We may be about to see the transition to the last example.
satrap says:
Hope you're enjoying Salt Lake. We have pretty mountains, and…less than stiff drinks. Sounds to me more like all three are going to take the rope, and hang themselves with it. I feel hyperbolic saying that this is the ultimate low for US governance and the office of the PResidency, but…I don't know that I'm wrong.. I came into political awareness, proper, when Dubya was elected. I also remember a lot of hysterics and grumbling about how bad and terrible, and what a joke he was. These were all true and fair criticisms. But now we all know that the universe has a sense of humor, and here we sit in the midst of the "Hold my beer" disaster. No clue what to do about it.
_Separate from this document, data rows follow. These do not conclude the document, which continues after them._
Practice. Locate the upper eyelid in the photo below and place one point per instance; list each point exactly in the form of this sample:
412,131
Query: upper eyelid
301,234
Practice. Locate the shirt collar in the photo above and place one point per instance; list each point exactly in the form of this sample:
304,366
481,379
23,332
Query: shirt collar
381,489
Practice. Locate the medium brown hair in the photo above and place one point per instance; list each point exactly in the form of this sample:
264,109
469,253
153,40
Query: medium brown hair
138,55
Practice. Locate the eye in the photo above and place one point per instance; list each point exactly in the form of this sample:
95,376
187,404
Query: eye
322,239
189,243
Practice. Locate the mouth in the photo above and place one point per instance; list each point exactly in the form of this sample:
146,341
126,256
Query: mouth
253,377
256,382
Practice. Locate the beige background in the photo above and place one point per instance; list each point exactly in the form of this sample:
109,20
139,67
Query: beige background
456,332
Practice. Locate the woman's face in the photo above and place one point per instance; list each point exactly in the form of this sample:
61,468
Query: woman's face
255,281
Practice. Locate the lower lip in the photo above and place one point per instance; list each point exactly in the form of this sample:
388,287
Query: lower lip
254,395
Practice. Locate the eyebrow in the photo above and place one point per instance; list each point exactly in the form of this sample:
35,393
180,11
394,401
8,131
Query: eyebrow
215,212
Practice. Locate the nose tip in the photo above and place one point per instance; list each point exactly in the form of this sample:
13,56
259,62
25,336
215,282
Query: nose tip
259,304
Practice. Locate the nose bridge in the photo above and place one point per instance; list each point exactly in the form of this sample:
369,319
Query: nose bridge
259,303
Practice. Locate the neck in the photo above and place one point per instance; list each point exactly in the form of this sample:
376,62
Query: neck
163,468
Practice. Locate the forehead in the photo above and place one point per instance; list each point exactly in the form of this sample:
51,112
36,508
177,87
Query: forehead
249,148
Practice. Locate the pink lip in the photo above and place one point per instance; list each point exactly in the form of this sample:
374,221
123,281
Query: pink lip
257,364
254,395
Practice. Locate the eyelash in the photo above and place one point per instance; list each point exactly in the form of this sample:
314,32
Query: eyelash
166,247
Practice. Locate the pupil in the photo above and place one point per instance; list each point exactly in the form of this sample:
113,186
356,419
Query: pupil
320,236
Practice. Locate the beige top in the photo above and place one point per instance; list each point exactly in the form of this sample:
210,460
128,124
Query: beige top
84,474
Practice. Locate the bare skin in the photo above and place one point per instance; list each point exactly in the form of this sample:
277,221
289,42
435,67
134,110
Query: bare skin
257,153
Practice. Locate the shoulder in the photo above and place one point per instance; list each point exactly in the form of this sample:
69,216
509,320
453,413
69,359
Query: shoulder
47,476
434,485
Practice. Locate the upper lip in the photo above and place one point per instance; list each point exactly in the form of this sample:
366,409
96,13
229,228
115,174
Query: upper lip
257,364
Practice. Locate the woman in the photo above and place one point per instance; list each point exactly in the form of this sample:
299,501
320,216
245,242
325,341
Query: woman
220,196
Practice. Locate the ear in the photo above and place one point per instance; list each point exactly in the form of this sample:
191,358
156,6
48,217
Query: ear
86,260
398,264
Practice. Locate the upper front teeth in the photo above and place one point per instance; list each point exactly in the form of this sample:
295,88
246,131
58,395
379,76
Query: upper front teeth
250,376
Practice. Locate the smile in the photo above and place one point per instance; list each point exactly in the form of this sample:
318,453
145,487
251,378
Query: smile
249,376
But, I suppose this is what happens when a person, or group of people, become absolute masters at manipulating a group of people, and play them like a god damn fiddle.
democommie says:
@ Satrap:
I think that we have had dumber, more feckless and venal occupants in the Oval Office. The current occupant just combines those and numerous other shortcomings.
None of those others approached the idiot in there now when it comes to indignorance.
Leading Edge Boomer says:
An excellent physical teaching aid! I hope you get to use it.
One of my former PhD students came to my campus to talk about catastrophe theory (now part of dynamical systems) and its application to computer systems. All about resource overcommitment, I won't bore you with it. He used a metal tape measure to show the sudden collapse of systems that overcommit resources. By slowly paying out the tape it extended until it suddenly dropped–catastrophe.
Further, by slowly bringing the tape back in, it remained bent for quite awhile until it bounced back up to its horizontal position. The path taken by the end of the tape showed a classic hysteresis loop known in many engineering disciplines. A system tends to remain in its state until a force makes it change, then it remains in that new state until another force acts on it.
I stole that demo for my graduate OS class, of course.
mao says:
only one branch has guns, though
Safety Man! says:
@ mao
Technically they all do. The police that guard the Supreme Court answer to the justices, ditto for Congress.
Paul says:
@satrap:
…and here we sit in the midst of the "Hold my beer"…
….and my hair back at the porcelain throne.
I just can't believe the USA managed to piss off Canada.
I am stunned, sick, and astonished.
satrap says:
@Paul
I struggle to be surprised by anything, anymore. Trump the Kim rolling out of their summit, Tuesday, announcing that the US will be selling North Korea military hardware and nuclear technology, because they hit it off and bonded over a shared love of bullying, Justin Trudeau jokes, and ketchup on well-done steak, would come as almost no surprise.
Beth says:
I was there grading AP World History (~1750 essays on the Columbian Exchange)–wish I'd known you were there so I could have introduced myself and told you how much I enjoy your writing in person!